One reform, proposed by lower house deputy Esperidião Amin, would allow the blocking of specific individuals or IP addresses suspected of illicit activity.
“It’s less dramatic than withdrawing the service from the whole of the Brazilian population,” he told Reuters.
But this latest case highlights several issues. First, there is an ongoing debate about the nature of the internet and social media. Liberal democracies have an expectation of a right to privacy, but within them, there is an equal demand for efficient law enforcement, solutions to major crime and provision of national security and protection from terrorism.

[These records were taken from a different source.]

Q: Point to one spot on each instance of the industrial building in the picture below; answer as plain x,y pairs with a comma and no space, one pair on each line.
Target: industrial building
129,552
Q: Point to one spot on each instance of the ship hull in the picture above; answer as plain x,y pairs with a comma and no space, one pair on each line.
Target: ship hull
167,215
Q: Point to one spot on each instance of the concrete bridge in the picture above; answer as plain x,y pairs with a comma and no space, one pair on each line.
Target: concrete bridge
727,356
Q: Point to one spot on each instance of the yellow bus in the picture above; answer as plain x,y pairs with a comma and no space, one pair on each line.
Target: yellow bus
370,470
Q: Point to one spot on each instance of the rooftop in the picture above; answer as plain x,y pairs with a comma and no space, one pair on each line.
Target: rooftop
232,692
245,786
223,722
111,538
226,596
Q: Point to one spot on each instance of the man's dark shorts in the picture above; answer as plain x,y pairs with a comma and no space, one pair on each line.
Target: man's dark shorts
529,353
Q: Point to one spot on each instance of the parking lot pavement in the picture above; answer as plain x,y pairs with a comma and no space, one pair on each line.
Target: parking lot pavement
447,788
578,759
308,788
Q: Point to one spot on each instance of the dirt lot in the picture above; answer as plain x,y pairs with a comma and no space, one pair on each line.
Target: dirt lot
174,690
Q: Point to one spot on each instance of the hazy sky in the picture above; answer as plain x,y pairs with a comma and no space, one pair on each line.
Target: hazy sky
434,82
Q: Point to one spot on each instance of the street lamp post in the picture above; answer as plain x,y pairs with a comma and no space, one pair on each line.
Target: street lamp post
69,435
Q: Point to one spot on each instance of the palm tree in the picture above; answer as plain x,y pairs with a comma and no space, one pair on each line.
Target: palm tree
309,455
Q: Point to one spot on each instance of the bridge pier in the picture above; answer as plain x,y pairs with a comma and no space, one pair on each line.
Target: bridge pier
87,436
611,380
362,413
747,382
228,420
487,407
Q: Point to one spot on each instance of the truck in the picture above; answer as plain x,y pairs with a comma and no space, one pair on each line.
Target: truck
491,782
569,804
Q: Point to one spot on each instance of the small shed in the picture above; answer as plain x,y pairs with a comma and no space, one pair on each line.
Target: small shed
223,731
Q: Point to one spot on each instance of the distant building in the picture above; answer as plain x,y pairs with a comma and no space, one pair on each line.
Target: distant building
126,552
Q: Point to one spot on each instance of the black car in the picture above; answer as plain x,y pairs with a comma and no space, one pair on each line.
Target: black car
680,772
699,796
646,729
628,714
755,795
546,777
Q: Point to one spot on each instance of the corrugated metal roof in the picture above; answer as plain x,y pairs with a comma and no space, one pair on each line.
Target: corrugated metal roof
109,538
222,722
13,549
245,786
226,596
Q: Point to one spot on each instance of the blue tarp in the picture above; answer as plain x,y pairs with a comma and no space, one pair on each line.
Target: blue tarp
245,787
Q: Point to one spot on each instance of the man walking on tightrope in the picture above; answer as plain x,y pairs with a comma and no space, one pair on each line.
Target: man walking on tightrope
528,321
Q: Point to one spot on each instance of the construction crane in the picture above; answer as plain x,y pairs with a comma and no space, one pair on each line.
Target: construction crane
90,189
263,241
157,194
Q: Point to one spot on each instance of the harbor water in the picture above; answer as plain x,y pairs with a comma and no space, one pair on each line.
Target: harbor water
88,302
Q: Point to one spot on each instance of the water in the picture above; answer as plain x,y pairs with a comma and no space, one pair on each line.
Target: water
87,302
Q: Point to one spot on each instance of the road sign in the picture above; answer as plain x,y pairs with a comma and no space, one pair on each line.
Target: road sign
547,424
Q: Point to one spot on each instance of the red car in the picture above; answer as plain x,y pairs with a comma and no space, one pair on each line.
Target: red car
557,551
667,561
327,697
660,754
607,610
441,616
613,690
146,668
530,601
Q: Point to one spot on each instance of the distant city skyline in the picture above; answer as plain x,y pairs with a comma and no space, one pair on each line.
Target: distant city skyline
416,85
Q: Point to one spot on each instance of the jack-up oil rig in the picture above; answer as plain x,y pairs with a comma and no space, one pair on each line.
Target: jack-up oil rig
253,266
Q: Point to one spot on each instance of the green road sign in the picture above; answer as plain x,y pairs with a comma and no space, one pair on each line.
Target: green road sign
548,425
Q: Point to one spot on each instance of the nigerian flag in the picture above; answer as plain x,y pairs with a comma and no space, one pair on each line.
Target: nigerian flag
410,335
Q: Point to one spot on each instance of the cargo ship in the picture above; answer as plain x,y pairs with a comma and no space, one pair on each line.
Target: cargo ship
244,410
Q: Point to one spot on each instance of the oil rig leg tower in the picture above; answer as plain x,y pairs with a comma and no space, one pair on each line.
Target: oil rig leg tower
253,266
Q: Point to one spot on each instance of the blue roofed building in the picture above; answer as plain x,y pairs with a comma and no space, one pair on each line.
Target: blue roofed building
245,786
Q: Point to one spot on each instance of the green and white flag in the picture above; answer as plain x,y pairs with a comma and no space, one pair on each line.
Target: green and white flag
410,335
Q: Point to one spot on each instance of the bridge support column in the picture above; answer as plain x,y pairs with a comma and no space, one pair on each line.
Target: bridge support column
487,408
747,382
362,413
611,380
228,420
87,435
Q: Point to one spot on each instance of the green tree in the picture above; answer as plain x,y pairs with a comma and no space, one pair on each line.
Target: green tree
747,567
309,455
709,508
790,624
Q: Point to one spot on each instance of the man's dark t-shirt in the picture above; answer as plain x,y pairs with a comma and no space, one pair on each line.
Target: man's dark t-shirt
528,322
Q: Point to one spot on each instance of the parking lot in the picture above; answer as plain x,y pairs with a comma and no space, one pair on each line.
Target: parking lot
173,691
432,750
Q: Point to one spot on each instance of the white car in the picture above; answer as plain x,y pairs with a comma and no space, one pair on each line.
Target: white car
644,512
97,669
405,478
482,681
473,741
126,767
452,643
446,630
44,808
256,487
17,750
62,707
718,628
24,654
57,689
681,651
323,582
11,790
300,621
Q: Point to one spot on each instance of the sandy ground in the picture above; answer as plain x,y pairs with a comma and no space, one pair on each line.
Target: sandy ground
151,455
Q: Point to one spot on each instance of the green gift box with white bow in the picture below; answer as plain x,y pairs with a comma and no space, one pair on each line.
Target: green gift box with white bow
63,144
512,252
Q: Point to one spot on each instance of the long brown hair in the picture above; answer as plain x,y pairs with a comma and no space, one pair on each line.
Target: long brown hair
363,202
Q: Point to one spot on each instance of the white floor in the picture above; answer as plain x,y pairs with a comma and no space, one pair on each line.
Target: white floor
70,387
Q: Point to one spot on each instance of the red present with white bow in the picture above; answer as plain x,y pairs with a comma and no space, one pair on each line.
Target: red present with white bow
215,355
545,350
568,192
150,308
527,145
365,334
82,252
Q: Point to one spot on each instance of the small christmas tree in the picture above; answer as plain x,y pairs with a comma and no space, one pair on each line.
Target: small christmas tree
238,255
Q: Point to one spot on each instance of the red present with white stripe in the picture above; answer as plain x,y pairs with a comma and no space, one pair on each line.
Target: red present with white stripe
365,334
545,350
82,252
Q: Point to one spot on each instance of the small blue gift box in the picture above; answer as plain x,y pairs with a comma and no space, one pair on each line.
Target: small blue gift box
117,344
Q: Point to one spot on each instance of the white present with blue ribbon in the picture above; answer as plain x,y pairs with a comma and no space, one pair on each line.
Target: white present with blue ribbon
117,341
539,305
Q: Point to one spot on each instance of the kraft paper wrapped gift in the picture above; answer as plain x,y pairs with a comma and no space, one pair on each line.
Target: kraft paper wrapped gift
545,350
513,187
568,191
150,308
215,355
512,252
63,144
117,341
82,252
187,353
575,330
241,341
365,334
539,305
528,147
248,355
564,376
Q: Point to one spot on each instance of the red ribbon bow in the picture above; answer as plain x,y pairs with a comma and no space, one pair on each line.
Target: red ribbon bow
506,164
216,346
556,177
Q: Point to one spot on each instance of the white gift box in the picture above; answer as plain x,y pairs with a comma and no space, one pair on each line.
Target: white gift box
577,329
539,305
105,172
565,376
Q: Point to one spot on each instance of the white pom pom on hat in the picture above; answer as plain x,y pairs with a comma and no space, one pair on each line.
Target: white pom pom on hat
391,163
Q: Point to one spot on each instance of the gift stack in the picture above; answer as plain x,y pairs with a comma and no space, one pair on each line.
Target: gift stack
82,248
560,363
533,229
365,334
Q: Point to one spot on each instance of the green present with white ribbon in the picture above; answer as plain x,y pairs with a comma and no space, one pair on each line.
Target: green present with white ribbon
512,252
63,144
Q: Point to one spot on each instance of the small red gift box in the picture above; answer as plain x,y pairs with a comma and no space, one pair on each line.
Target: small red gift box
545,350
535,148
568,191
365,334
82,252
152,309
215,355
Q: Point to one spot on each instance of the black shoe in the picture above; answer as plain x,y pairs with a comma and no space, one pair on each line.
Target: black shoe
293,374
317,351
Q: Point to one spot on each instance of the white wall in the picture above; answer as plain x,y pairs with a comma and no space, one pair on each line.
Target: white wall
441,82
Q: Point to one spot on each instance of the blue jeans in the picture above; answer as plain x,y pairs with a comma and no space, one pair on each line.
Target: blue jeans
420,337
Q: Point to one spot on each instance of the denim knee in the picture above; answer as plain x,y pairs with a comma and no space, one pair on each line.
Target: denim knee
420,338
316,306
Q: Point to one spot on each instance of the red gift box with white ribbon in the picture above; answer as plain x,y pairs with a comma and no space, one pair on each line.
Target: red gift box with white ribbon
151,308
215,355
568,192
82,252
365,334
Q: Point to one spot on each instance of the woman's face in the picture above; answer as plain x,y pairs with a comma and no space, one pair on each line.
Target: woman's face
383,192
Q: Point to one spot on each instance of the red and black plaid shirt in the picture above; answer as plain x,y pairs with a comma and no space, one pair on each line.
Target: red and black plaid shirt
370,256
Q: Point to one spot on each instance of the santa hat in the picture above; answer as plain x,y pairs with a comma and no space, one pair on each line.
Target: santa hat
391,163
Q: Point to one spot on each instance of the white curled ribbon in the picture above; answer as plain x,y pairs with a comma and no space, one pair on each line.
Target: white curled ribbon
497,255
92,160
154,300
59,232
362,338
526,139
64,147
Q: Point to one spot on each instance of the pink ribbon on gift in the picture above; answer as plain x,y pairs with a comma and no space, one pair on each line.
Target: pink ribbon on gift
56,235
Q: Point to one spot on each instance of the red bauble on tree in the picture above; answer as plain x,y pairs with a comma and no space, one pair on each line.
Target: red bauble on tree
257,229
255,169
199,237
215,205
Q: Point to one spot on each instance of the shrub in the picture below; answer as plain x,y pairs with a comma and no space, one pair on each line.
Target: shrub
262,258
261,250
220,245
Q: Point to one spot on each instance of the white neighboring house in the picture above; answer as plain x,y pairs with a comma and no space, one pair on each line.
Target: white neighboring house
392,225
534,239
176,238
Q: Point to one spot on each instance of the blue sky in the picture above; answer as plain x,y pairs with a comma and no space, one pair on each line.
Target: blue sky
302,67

Second, companies such as Facebook need to walk carefully and work across different cultures and legal systems to achieve the balance between the demands for security and privacy. It’s often hard to see how these can be achieved.
Third, cybersecurity and privacy legislation is still in its infancy in many under-developed economies and advanced applications are being accessed in economies where the legal boundaries are not clear.
Thankfully, it is very hard to envisage a situation such as this occurring in a country such as Australia, where there has been a more engaged debate over the tension between technology, legislation and privacy.
In more developed economies, the problems that arise from the tension between privacy and national security have had much more debate, but have not necessarily been resolved for all citizens.